Airola/Santa Maria Capua Vetere. Sale a due il bilancio delle vittime del drammatico incidente aereo avvenuto nei giorni scorsi nel Sannio. Nella notte si è spento anche Venanzio Rapolla, 68 anni, il pilota dell’elicottero ultraleggero precipitato durante un volo nei pressi di Benevento. L’uomo, colonnello dell’Aeronautica Militare in pensione, era ricoverato in condizioni gravissime dopo lo schianto.
Rapolla era stato inizialmente trasportato all’ospedale San Pio di Benevento, dove i sanitari avevano riscontrato lesioni gravissime. Vista la complessità del quadro clinico, era stato poi trasferito d’urgenza all’ospedale Cardarelli di Napoli. Nonostante i tentativi dei medici, il suo cuore ha cessato di battere nella notte.
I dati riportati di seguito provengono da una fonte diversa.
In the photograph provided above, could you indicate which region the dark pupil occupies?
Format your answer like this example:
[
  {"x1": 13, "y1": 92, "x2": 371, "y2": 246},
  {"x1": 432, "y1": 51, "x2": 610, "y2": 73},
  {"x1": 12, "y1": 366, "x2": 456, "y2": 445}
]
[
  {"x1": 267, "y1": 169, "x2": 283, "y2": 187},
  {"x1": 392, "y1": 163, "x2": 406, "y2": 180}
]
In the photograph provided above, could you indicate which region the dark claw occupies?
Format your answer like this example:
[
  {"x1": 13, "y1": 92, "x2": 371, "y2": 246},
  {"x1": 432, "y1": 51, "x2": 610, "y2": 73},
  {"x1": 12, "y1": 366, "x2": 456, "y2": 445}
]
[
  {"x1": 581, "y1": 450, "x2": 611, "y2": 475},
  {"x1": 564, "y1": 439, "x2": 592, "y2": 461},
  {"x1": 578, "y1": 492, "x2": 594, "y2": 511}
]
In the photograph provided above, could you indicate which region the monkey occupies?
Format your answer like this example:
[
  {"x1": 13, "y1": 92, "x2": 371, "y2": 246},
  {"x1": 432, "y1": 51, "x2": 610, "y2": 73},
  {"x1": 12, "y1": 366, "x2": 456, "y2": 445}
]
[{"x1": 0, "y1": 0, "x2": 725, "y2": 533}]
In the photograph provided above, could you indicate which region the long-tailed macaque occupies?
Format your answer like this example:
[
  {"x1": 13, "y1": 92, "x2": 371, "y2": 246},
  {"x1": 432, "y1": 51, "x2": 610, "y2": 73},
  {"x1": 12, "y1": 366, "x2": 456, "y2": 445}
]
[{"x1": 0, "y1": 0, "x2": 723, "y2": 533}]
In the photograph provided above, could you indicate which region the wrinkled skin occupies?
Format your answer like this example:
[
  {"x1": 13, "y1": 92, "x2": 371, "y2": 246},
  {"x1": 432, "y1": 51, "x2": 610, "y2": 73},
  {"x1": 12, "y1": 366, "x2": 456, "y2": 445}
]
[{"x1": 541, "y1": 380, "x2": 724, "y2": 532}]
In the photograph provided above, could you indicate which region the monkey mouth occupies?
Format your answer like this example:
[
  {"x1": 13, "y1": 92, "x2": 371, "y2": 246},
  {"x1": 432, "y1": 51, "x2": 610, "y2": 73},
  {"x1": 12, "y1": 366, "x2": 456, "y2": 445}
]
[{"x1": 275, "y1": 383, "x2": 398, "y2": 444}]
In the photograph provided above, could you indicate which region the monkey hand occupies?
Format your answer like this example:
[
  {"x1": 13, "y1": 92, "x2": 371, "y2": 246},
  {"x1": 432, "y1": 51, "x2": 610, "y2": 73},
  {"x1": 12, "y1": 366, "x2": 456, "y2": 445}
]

Nell’incidente aveva perso la vita sul colpo anche Pasquale Esposito, 76 anni, imprenditore originario di Airola e figura di rilievo nel panorama industriale campano, noto per aver guidato per anni lo stabilimento Italtel di Santa Maria Capua Vetere. I due si trovavano insieme a bordo del velivolo al momento dell’impatto.
Venanzio Rapolla era una figura molto conosciuta nell’ambiente aeronautico: presidente dell’Aeroclub di Benevento, istruttore stimato e pilota di grande esperienza, vantava oltre diecimila ore di volo alle spalle. La sua scomparsa ha suscitato profondo cordoglio nel mondo dell’aviazione sportiva e tra quanti lo conoscevano.
Sulla tragedia è intervenuta la Procura di Benevento, che ha aperto un’inchiesta per chiarire le cause dello schianto. Al momento, l’ipotesi più accreditata resta quella di un guasto tecnico del velivolo, ma non vengono escluse altre possibilità. Saranno le perizie e gli accertamenti disposti dagli inquirenti a stabilire con precisione cosa sia accaduto negli ultimi istanti di volo.
La comunità sannita resta sotto shock per una tragedia che ha spezzato due vite e lasciato un vuoto profondo.